Cuando Rafael Correa asumió el poder en el 2007, el proyecto costaba USD 97,4 millones, según las bases del concurso declarado desierto en junio del 2007 por Petroecuador, con el argumento de que las ofertas superaban el presupuesto referencial, justo un mes antes de que se firme el pacto con la Marina. A esa fecha los oferentes fueron: Projector con USD 160 millones; Sain Construcciones de México, con USD 228 millones; Santos CMI de Brasil, con USD 243 millones; Techint de Argentina, con USD 285 millones, y OMZ Oil & Gas de Rusia, con USD 191 millones. A esa fecha, Petroecuador justificó la decisión, señalando que “había una diferencia desproporcionada entre el presupuesto referencial de USD 97,4 millones y las ofertas presentadas por las oferentes”, por lo cual el concurso pasaba a mejor vida.

La suspensión del proceso licitatorio tenía una explicación. Para entonces, Rafael Correa, ya había tomado la decisión de entregar a Flopec, no sólo la construcción de la planta de almacenamiento y la importación de GLP, sino el traspaso del manejo de Petroecuador a manos de la Armada. Ello implicó sin duda, una alianza –esa sí estratégica– con el mando naval, que trascendía las esferas de los negocios gasíferos.

Como era de esperarse, el proyecto fue adjudicado de manera directa a la empresa de la Marina, por un costo de USD 263 millones, de los cuales Flopec invertiría USD 150 millones y  Petroecuador USD 113 millones. De esa forma se entregaron, por 20 años, a una empresa –sin experiencia, ni recursos económicos propios– dos actividades estratégicas, para las cuales Flopec, no estaba calificada.

La realidad se encargó de poner en tierra esas debilidades de los hombres del mar.

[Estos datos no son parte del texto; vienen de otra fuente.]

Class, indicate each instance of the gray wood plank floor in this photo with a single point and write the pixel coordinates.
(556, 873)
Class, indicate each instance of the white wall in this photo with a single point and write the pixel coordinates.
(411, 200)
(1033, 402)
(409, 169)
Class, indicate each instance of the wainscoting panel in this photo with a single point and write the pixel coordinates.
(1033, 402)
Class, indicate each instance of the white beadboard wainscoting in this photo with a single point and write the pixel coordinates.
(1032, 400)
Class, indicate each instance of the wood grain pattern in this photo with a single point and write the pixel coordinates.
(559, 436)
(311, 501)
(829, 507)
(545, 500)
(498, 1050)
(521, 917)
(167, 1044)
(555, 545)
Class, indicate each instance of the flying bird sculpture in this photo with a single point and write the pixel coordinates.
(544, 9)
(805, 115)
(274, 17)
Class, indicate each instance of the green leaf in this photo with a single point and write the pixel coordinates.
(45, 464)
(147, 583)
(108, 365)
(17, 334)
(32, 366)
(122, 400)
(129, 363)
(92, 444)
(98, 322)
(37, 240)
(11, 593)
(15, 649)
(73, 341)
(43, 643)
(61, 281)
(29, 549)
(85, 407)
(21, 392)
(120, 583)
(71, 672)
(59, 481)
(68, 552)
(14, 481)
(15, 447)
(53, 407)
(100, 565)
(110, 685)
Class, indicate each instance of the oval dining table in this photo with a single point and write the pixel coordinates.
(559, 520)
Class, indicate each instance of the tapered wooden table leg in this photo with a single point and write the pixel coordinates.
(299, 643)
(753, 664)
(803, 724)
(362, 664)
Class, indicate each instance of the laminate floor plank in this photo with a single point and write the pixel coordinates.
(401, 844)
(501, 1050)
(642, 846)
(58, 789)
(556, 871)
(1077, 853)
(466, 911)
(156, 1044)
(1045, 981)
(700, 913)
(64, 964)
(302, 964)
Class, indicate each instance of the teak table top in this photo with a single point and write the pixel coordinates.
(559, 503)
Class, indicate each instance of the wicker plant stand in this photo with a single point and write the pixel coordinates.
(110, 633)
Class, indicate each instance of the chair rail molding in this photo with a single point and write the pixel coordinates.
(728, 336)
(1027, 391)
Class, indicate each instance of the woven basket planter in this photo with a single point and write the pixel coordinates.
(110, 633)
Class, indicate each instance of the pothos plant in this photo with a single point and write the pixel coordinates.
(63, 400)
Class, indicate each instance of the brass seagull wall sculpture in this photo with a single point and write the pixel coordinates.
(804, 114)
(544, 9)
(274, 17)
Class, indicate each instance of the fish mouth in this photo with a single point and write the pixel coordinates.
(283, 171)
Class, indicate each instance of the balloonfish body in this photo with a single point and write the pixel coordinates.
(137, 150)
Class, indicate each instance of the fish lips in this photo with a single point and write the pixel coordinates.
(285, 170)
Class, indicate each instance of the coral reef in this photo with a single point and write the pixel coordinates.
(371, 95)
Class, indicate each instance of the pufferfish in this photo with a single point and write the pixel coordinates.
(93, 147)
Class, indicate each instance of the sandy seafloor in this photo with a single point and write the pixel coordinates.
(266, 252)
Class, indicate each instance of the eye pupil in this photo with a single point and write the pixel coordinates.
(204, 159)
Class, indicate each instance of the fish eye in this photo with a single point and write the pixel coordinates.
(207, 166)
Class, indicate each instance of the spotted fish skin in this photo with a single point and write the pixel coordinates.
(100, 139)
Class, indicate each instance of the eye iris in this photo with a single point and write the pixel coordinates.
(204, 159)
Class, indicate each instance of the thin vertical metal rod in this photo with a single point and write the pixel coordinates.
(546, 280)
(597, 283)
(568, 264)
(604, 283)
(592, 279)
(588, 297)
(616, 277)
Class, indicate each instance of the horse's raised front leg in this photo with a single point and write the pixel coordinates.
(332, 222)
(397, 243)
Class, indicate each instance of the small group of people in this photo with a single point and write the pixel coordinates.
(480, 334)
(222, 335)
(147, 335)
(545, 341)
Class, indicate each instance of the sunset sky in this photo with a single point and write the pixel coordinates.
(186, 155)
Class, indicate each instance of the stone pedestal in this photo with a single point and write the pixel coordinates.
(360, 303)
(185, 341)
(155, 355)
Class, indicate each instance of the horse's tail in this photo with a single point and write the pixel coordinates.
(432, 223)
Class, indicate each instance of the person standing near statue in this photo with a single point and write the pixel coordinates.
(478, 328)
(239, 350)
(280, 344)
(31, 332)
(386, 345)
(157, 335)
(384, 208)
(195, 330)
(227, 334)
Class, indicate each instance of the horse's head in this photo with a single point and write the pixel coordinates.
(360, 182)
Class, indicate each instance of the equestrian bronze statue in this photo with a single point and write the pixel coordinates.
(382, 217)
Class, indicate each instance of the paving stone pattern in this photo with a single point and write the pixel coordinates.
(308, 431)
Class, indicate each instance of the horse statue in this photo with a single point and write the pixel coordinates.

El año 2011, Flopec vio hundirse sus aspiraciones empresariales como proveedor de GLP, y debió devolver el negocio a Petroecuador, frente al fracaso del contrato de provisión suscrito con la “mafiosa Trafigura”, a la cual otrora condenaron, empresa que abandonó el país llevándose un buque con gas, en medio de fragatas movilizadas y amenazas estridentes. De igual forma, la responsabilidad de Flopec en el terminal de almacenamiento concluirá con la entrada en operación de la planta; a partir de esa fecha pasará a manos de Petroecuador.